そんなときに、国際交流基金の留学プログラムに参加できることになりました。学費も生活費もかからずに、日本に留学できるプログラムです。そのときに、札幌にあるCGの学校に10カ月ほど通い、CGの製作方法を詳しく学ぶことになりました。CGのソフトを教わったことで、CGって面白いと思うようになりました。CGを学んだことによって、これまで平面でデザインしていたものを立体的に動かすことができるようになったんです。今までの知識も活かせるし、仕事の幅も広がるし、これはいいなって。
そして、その学校の先生の紹介で、東京の会社で働けるようになったんです。なんだかいろいろな縁がつながった感じでした。今はその会社の仕事もしながら、フリーランスでCGをつくっています。
日本とブラジルだとかなり仕事の仕方も違うので、最初はいろいろなことに驚きました。
ブラジルは日本のように時間に厳しくないです。上司も遅刻してきたりするし。あと、日本は縦社会なんだなって。上下関係をすごく気にしているので上司に意見したりしないと聞きました。ブラジルでは自分の意見があるときは、上司にだって、はっきり言います。
まだ日本に来て1年と少し。仕事のやり方も含めて、いろいろなことが新鮮です。
同じ作品に1カ月向き合うことも
僕がやっている仕事は、映像上で動かす物体の企画から、一連のストーリーのあるものを考えたりとさまざま。使用される媒体も、CMや映画などいろいろあります。2分くらいのCGをつくるのに、1カ月以上かかることもあります。

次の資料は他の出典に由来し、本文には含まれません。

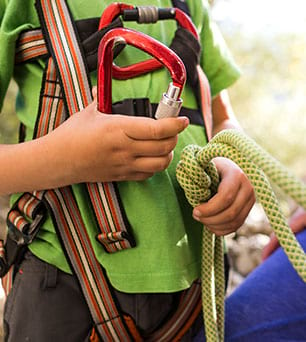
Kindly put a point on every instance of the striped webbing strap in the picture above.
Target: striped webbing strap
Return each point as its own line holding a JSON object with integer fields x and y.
{"x": 69, "y": 94}
{"x": 65, "y": 51}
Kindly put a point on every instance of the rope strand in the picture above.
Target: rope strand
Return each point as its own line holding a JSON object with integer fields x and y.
{"x": 198, "y": 177}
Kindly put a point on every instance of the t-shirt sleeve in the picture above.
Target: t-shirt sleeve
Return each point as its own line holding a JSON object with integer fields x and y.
{"x": 216, "y": 59}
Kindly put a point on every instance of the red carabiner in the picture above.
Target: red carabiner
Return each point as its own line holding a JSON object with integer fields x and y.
{"x": 116, "y": 9}
{"x": 159, "y": 51}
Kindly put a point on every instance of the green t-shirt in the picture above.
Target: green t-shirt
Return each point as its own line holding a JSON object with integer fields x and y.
{"x": 167, "y": 255}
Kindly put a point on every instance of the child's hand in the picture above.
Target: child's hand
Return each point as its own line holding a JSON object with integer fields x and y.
{"x": 225, "y": 212}
{"x": 297, "y": 223}
{"x": 103, "y": 147}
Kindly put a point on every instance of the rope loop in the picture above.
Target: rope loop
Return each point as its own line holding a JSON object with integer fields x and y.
{"x": 198, "y": 176}
{"x": 195, "y": 177}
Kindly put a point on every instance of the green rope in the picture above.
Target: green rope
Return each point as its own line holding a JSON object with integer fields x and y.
{"x": 199, "y": 178}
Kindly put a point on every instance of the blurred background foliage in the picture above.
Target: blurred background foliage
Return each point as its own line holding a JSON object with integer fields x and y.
{"x": 268, "y": 42}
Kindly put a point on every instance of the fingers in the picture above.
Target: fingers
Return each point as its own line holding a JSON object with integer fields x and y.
{"x": 153, "y": 148}
{"x": 297, "y": 223}
{"x": 225, "y": 212}
{"x": 228, "y": 220}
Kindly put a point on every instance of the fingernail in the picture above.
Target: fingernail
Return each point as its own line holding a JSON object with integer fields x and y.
{"x": 185, "y": 120}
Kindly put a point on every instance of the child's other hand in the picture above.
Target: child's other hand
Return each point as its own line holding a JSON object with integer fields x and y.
{"x": 297, "y": 223}
{"x": 225, "y": 212}
{"x": 103, "y": 147}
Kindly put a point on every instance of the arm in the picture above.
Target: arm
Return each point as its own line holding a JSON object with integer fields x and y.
{"x": 225, "y": 212}
{"x": 90, "y": 147}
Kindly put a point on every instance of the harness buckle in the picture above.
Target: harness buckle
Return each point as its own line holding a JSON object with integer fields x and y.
{"x": 134, "y": 107}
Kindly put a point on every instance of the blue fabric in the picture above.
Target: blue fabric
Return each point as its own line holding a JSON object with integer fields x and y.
{"x": 269, "y": 306}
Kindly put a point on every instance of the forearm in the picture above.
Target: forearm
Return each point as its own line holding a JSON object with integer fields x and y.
{"x": 223, "y": 114}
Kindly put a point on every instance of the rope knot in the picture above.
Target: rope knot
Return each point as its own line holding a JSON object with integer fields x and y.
{"x": 198, "y": 179}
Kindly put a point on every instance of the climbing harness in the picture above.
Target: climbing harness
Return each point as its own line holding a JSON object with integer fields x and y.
{"x": 198, "y": 176}
{"x": 66, "y": 90}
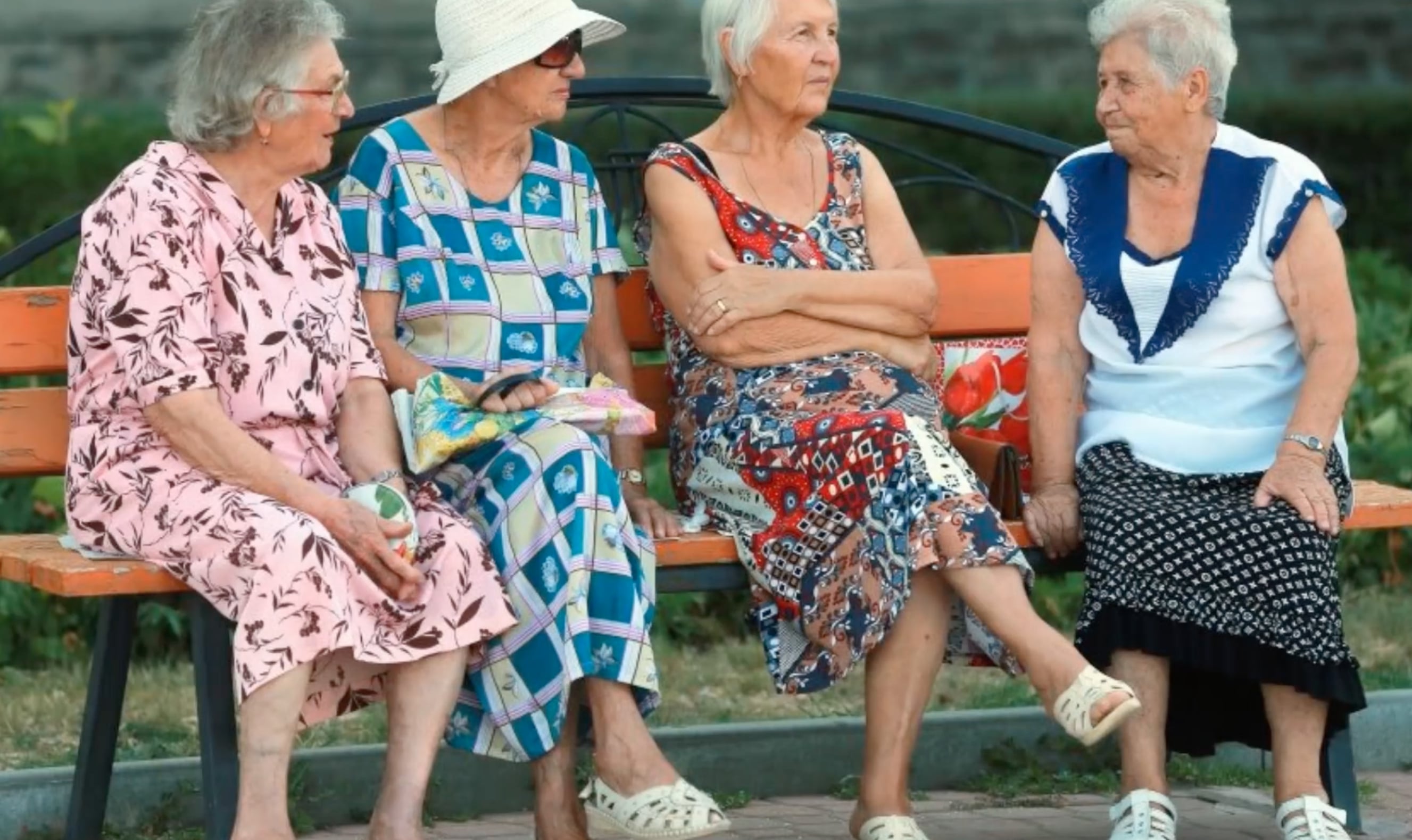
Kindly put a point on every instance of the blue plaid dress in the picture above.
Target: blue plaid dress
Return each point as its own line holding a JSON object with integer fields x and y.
{"x": 485, "y": 286}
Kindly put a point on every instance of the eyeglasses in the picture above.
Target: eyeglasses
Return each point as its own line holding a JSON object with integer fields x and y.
{"x": 335, "y": 94}
{"x": 564, "y": 51}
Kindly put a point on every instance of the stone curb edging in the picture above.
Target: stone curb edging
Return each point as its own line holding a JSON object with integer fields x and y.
{"x": 769, "y": 759}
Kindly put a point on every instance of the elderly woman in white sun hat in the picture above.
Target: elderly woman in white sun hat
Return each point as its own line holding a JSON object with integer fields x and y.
{"x": 485, "y": 249}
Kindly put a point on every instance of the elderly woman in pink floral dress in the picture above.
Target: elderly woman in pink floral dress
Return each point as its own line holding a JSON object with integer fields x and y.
{"x": 223, "y": 390}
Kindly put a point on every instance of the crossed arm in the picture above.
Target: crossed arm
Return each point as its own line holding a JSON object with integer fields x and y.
{"x": 774, "y": 317}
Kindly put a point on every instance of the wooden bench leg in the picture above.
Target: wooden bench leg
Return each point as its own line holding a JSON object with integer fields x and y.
{"x": 1336, "y": 768}
{"x": 215, "y": 715}
{"x": 102, "y": 716}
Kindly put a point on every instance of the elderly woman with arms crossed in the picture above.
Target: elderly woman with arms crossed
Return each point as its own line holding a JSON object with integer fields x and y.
{"x": 1189, "y": 293}
{"x": 485, "y": 251}
{"x": 225, "y": 390}
{"x": 797, "y": 305}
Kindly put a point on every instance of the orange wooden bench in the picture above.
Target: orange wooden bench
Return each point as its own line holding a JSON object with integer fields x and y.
{"x": 981, "y": 297}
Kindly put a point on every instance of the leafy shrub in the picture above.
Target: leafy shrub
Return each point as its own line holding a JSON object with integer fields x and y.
{"x": 54, "y": 161}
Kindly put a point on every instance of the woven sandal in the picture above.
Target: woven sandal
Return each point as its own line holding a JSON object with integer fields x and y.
{"x": 1144, "y": 815}
{"x": 892, "y": 828}
{"x": 1311, "y": 818}
{"x": 670, "y": 812}
{"x": 1074, "y": 711}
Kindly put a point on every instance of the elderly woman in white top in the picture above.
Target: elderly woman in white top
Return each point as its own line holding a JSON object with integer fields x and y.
{"x": 1189, "y": 293}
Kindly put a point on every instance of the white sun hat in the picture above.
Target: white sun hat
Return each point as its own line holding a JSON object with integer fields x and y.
{"x": 483, "y": 38}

例えば人物が動くCGをつくるには、Photoshopなどで人物のイメージをつくってから、それを動かすための実際の作業をしていきます。納期があるので、徹夜で作業することもよくあります。作品が完成に近づいてきて、「これは納得できるな」と思うようになれたとき、頭の中のイメージに近づけたときは、やっぱり嬉しくなりますね。
納品が終わると、その作品を自分のポートフォリオに入れるんですが、その瞬間が一番嬉しい。やっと終わったっていう気分になります。ずっと見ていたから「もう見なくて済む」と、ほっとします。
デザインから仕事を始めた僕ですが、3DのCGができるようになって、仕事の幅が広がりました。
納期があるのでどうしてもギリギリになってしまうこともありますが、自由な気持ちを大事に、これからも仕事に取り組んでいきたいですね。
日本とブラジルとの違いで思うのは、日本人はあまり自分の時間をつくっていないなと感じます。
いつかはブラジルに帰るつもりですが、仕事はもちろん、人との会話や自分の時間など、日本にいる時間すべてを大切にしていきたいですね。
インタビュー ナガソクミコ / 撮影 北原千恵美
CGクリエイター
木原健次さん
ブラジルサンパウロ育ちの日系3世。ブラジルの美大で立体や平面デザイン、映像製作を学んだのち、グラフィックデザインやイラストレーターとしての仕事に携わる。国際交流基金のプログラムで日本に留学したことがきかっけで、日本に移住しCGクリエイターとしてフリーランスで活動する。イラスト、写真、音楽など多方面で製作活動中。